Thanks to Bethany Nowviskie (@nowviskie), I just read “No More Plan B – A Very Modest Proposal for Graduate Programs in History”, by Anthony Grafton, the president of the American Historical Association, and Jim Grossman, the AHA’s executive director. In a nutshell, Grafton and Grossman encourage us to get beyond the post-PhD binary of “tenure track job” or “Plan B”.
I left the university, ABD, to take a job at the National Film Board of Canada (the move, I was told by my academic friends and colleagues, spelled “the end of my academic career”). Most of the friends that I made in graduate school ended up outside the ivory tower, in areas including public history, polling, government relations, and fundraising. They have achieved considerable success (and impressive salaries).

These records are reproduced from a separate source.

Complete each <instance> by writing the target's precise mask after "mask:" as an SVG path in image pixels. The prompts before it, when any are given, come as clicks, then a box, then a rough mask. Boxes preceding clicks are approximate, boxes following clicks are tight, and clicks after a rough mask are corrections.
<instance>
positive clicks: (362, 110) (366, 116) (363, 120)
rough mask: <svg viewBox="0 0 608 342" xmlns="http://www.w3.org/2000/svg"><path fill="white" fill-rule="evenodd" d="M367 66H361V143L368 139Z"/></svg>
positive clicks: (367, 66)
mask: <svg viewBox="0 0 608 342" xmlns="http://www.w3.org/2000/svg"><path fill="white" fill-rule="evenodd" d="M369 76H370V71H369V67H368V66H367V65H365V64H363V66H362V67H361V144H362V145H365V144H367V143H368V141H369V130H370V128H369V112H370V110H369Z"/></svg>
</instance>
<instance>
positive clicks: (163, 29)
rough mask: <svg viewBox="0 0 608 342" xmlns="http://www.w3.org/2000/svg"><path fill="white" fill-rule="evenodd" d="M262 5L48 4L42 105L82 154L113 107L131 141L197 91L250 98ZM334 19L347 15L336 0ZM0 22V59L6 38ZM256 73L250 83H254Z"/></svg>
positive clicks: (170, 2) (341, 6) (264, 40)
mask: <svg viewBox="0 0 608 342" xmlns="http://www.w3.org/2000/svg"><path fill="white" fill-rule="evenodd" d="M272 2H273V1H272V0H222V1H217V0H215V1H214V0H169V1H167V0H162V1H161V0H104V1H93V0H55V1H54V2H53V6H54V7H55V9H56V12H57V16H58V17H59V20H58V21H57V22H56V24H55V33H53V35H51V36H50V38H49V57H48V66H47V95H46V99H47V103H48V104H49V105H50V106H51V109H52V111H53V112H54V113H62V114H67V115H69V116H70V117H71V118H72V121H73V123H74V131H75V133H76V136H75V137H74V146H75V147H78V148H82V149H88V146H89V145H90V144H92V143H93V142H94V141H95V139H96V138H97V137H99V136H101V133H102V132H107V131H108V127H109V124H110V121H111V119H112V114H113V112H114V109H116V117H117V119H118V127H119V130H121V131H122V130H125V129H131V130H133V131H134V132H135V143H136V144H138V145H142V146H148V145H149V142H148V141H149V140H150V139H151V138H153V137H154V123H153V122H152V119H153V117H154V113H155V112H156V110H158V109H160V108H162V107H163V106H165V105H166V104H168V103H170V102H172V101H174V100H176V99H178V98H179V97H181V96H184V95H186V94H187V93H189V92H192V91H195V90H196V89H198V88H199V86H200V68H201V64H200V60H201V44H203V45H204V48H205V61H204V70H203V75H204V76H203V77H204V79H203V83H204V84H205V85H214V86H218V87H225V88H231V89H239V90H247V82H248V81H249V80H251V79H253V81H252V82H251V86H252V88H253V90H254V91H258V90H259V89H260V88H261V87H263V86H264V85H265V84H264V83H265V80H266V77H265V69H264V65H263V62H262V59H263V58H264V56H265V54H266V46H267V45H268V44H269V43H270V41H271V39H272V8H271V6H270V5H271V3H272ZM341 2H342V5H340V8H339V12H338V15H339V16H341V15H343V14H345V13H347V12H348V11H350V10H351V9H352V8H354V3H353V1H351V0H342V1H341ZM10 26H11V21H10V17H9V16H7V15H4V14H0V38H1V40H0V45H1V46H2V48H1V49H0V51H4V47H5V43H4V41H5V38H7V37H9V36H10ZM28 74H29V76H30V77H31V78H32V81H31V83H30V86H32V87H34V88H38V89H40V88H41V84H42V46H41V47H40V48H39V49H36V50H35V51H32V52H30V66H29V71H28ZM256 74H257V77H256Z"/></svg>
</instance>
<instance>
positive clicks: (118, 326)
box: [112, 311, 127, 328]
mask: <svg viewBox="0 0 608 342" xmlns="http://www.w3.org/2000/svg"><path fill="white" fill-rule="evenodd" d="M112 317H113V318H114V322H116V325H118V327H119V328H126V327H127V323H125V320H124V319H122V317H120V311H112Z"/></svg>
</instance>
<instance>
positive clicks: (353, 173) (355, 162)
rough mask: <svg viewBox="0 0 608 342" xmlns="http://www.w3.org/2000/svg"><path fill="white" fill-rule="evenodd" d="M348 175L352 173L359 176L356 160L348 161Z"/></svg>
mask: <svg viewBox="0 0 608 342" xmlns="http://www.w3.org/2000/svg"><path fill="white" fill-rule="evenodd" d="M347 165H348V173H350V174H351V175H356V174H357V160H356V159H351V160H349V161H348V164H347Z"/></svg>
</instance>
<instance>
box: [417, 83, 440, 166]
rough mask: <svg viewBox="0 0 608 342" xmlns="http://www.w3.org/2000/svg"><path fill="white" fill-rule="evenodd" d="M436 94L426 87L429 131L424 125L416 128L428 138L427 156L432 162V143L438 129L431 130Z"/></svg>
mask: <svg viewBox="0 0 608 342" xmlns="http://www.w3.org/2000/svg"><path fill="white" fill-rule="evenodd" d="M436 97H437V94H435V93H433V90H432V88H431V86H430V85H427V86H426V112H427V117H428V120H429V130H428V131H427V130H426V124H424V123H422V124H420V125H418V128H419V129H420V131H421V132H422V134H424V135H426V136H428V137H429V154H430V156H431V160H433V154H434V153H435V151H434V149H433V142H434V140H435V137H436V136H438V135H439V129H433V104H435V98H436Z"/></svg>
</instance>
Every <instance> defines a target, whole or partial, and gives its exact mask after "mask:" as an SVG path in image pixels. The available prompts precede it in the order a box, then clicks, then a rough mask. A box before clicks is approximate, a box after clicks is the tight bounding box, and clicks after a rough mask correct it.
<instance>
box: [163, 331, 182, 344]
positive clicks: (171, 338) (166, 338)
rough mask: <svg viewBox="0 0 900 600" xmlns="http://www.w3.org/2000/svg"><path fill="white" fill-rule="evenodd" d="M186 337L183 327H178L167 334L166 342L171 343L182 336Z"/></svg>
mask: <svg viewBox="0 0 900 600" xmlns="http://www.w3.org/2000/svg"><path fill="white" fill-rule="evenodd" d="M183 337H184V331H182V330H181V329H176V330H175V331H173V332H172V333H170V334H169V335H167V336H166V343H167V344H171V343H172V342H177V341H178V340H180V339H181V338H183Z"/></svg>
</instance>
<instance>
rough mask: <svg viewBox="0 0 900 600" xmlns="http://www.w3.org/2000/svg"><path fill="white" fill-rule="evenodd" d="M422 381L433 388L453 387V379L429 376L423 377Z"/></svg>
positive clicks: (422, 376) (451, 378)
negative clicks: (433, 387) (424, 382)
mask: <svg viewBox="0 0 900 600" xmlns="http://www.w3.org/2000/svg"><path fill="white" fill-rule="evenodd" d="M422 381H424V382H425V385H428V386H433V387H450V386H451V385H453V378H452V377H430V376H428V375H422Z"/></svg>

This is the (often happy) reality, and Grafton and Grossman say our PhD programs should account for it. A chunk of my summer was dedicated to surveying digital humanities PhD courses, and then developing one for my university’s new Humanities PhD program. Along the way, I got to think long and hard about what a PhD should look like in 2011.
Here’s the paragraph from Grafton and Grosman that jumps out at me:
“…A second, and much bigger, step would be to examine the training we offer, and work out how to preserve its best traditional qualities while adding new options. If we tell new students that a history PhD opens many doors, we need to broaden the curriculum to ensure that we’re telling the truth. If the policy arena offers opportunities, and we think it does, then interested students need some space (and encouragement) to take courses in statistics, economics, or public policy. Accounting, acting, graphic design, advanced language training: students thinking at once creatively and pragmatically have all sorts of options at our research universities. And of course there’s the whole exploding realm of digital history and humanities, and the range of skills required to practice them.”